The Grand Budapest Hotel ★★★★½

Absolutely holds up, in fact it’s far better than what 15-year-old me will tell you at the time it released. Wes Anderson’s work is often described as delightful, and rightfully so, you’ll catch me snickering at every subtle one liner or gesture that are scattered throughout his colorful ensemble pieces. Make no mistake though, tragedy lies beneath its surface and the melancholy of Rushmore and The Royal Tenenbaums has returned. At the head of this cast lies the dynamic duo of Ralph Fiennes and Tony Revolori, their comedic timing drives the picture into a gloriously accelerated speed. Robert D. Yeoman’s cinematography reaches its peak here, at least out of his collaborations with Anderson. I could frankly watch Jeff Goldblum being chased by Willem Dafoe all day, especially if it manages to remain that tense without dialogue or score. 

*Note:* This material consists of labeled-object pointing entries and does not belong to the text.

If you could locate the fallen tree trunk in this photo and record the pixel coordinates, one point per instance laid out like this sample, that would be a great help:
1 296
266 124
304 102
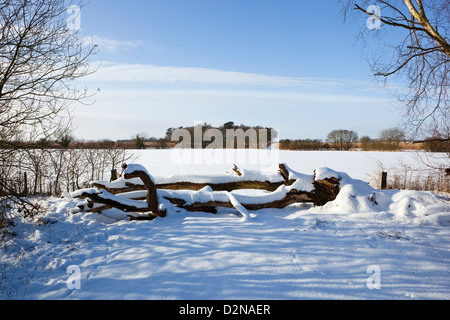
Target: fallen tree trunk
291 188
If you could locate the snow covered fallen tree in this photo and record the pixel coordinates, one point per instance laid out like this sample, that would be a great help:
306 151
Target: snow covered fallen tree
139 196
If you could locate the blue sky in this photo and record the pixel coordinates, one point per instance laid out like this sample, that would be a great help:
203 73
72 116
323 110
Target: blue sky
288 64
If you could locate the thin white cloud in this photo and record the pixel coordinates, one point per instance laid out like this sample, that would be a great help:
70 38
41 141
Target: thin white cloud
110 44
145 73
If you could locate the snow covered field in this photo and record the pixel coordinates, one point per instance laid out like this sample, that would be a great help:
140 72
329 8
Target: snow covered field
351 248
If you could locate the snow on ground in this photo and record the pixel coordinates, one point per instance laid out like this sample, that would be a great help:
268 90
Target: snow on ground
366 244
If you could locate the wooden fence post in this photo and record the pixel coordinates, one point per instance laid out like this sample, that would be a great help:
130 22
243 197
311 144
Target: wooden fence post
383 180
25 184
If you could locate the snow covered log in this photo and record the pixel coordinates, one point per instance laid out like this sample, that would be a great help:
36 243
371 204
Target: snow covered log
216 183
137 191
138 171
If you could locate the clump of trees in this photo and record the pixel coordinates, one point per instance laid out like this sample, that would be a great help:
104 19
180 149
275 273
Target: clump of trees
342 139
389 140
40 59
303 144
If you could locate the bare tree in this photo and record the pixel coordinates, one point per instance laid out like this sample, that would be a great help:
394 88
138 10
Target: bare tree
342 139
39 60
418 55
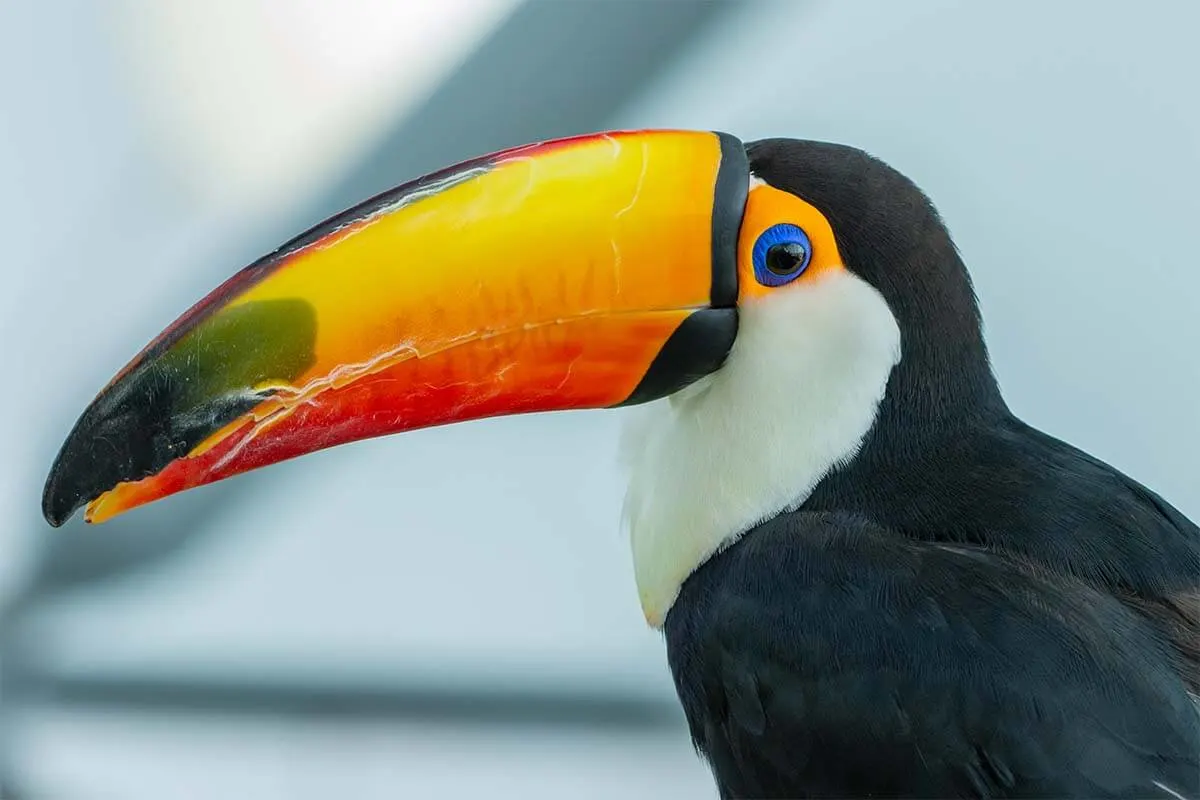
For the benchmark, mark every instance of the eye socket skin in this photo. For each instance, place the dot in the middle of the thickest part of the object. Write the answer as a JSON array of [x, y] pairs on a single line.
[[781, 253]]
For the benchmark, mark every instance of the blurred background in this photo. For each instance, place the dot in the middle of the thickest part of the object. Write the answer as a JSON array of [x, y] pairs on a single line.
[[451, 613]]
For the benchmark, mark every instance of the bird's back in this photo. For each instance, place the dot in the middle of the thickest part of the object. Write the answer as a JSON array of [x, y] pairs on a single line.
[[1019, 624]]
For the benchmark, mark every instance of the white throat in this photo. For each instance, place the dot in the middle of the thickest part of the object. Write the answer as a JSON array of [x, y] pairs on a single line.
[[796, 397]]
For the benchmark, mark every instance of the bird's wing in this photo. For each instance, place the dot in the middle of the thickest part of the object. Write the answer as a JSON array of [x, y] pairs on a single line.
[[823, 655]]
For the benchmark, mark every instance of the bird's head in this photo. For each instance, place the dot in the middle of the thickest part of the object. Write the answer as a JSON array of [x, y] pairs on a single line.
[[767, 292]]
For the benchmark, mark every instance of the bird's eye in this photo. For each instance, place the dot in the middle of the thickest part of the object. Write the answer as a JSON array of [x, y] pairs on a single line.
[[781, 253]]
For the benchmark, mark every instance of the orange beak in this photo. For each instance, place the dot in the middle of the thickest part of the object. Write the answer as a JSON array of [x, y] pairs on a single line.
[[586, 272]]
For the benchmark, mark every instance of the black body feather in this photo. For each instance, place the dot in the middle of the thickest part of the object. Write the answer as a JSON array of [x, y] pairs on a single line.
[[970, 607]]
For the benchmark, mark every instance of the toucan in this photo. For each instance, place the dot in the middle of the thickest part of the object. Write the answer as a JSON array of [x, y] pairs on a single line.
[[871, 577]]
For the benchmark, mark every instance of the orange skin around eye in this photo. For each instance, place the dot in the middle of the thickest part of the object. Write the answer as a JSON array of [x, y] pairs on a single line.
[[767, 206]]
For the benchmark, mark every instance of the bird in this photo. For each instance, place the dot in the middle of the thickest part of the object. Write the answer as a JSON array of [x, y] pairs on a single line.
[[871, 577]]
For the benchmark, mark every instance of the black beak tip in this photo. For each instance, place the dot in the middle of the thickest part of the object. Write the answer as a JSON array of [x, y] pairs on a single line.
[[58, 505]]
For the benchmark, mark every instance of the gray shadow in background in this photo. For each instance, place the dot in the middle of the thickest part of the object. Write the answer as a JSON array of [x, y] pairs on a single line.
[[551, 68]]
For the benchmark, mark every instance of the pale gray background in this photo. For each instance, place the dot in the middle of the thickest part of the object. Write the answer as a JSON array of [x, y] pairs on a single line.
[[1060, 140]]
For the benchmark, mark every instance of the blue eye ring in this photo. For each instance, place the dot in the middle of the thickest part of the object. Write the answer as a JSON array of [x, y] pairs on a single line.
[[781, 254]]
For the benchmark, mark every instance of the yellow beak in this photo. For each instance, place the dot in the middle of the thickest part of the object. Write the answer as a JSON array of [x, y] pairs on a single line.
[[586, 272]]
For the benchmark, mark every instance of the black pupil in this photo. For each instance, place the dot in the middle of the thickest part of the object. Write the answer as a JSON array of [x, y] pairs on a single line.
[[786, 258]]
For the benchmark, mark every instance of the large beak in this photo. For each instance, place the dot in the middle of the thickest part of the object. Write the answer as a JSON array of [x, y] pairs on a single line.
[[586, 272]]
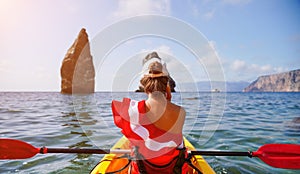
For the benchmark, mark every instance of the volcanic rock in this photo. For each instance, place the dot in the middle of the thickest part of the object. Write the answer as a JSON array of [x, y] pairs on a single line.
[[283, 82]]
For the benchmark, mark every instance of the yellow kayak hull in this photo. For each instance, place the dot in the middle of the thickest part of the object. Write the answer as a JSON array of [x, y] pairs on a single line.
[[109, 163]]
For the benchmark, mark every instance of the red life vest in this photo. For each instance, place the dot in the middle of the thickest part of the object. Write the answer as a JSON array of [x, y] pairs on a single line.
[[157, 146]]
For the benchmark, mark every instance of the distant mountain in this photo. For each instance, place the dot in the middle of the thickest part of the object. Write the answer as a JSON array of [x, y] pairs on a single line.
[[207, 86], [282, 82]]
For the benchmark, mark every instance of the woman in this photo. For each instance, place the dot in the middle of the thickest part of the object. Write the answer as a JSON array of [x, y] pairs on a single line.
[[153, 126]]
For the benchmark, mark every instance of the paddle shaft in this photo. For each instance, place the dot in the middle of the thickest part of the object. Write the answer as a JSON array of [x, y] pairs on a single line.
[[44, 150]]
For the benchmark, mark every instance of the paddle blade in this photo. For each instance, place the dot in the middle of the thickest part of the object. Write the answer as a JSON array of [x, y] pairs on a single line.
[[285, 156], [15, 149]]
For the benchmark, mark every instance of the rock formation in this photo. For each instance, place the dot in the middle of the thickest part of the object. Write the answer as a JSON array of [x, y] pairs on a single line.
[[77, 70], [171, 80], [283, 82]]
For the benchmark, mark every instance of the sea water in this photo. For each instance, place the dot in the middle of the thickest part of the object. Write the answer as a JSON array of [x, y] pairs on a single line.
[[214, 121]]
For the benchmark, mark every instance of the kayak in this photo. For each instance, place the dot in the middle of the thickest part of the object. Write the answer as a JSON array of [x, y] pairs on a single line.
[[117, 163]]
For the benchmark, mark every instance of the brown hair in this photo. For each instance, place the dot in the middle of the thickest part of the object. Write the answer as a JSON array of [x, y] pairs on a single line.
[[155, 83]]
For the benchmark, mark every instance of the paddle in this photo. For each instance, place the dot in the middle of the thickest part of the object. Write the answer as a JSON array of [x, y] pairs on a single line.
[[276, 155]]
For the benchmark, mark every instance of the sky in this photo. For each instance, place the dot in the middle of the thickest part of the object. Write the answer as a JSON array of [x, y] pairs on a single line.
[[230, 40]]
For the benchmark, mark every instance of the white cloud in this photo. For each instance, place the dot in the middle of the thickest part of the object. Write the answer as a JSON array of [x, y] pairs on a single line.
[[209, 15], [238, 65], [131, 8], [236, 2]]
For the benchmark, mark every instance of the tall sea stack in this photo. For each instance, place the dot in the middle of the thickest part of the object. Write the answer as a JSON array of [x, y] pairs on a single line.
[[77, 70]]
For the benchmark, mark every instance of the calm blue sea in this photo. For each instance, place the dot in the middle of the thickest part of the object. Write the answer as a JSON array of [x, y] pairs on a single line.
[[215, 121]]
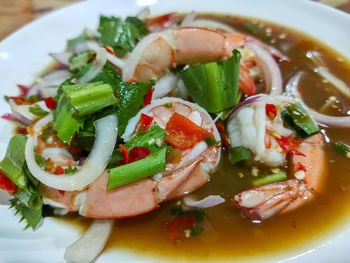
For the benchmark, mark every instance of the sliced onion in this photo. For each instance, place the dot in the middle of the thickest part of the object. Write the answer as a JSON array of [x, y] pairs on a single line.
[[91, 244], [144, 13], [210, 24], [164, 85], [62, 57], [22, 113], [47, 86], [100, 61], [209, 201], [188, 19], [293, 92], [95, 164], [272, 73]]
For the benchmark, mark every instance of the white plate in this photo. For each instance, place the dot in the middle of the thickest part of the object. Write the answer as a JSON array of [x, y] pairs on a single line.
[[24, 54]]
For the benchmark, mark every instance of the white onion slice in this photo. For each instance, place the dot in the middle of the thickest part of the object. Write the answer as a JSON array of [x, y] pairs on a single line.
[[272, 73], [292, 92], [95, 164], [22, 114], [91, 244], [100, 61], [62, 57], [164, 85], [209, 201]]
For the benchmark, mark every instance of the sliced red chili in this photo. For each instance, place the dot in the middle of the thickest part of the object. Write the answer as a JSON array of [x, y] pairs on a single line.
[[271, 111], [50, 103], [146, 122], [125, 153], [138, 153], [148, 98], [183, 133], [290, 145], [7, 184]]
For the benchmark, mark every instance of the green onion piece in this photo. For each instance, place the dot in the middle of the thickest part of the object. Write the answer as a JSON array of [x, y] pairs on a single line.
[[89, 98], [277, 177], [297, 118], [196, 230], [210, 141], [132, 172], [37, 110], [239, 153], [14, 160], [341, 147], [214, 86], [78, 61]]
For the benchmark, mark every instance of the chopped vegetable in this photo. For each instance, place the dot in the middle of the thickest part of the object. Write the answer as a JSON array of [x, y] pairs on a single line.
[[132, 172], [214, 86], [297, 118], [276, 177], [238, 154], [183, 133], [341, 147]]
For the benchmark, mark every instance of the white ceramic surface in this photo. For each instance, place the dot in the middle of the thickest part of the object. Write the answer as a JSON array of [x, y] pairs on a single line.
[[25, 53]]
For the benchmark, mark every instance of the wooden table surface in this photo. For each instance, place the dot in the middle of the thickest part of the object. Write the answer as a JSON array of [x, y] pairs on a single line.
[[16, 13]]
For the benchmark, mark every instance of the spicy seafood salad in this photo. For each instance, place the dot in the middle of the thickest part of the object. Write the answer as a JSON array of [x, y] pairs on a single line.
[[143, 110]]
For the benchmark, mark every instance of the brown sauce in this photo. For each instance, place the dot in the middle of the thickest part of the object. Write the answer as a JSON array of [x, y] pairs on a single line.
[[227, 235]]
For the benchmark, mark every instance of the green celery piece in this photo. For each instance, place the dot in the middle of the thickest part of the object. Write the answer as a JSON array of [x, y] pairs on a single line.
[[297, 118], [132, 172], [78, 61], [272, 178], [214, 86], [12, 164], [119, 34], [66, 123], [37, 110], [82, 37], [90, 97], [238, 154], [341, 147]]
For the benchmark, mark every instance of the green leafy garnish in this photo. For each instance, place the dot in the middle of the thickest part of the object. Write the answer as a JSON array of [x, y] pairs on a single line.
[[121, 35], [37, 110], [296, 118], [214, 86]]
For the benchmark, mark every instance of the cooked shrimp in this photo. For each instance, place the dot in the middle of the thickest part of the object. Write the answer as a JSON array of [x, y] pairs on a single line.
[[188, 173], [264, 201]]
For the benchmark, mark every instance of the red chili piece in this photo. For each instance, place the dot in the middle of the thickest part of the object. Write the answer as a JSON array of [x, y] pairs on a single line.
[[138, 153], [148, 97], [146, 122], [124, 153], [271, 111], [51, 103], [290, 145], [6, 184]]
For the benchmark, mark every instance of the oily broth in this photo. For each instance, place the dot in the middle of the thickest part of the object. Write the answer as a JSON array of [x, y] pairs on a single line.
[[227, 234]]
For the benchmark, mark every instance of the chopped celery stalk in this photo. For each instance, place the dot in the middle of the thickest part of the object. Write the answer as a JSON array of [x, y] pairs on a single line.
[[78, 61], [341, 147], [214, 86], [277, 177], [132, 172], [239, 153], [89, 98], [297, 118], [12, 164]]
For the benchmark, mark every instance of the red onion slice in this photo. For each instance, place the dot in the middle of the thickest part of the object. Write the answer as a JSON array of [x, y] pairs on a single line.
[[95, 164], [91, 244], [209, 201], [292, 92], [272, 73]]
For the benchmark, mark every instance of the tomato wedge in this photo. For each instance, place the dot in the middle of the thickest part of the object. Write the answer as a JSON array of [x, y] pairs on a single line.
[[183, 133]]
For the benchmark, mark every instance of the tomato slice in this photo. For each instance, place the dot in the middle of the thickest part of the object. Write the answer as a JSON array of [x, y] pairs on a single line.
[[183, 133], [6, 184]]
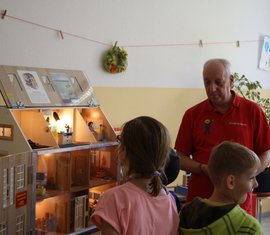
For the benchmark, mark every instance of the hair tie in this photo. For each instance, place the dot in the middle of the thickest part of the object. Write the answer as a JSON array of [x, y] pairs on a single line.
[[156, 174]]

Saoirse Ronan is lovely as always, Fiennes’ character will remind you of that multiple times. I consider this and Moonrise Kingdom to be his masterpieces, and most of their success relies upon the stakes that are increasingly raised as the films unfold. Both of our protagonist duos are being chased, and it leads to edge of your seat laugh riots. Budapest is the darker of the two for sure, mostly for its war setting and chilly atmosphere. The best part are the seamless transitions to different, more absurd locations. Any place is quirky in a Wes flick, even if it’s prison with bald and tatted Harvey Keitel. The climax is worth studying in terms of pacing and tension even if you’re one of those filmmakers who makes ‘serious’ films.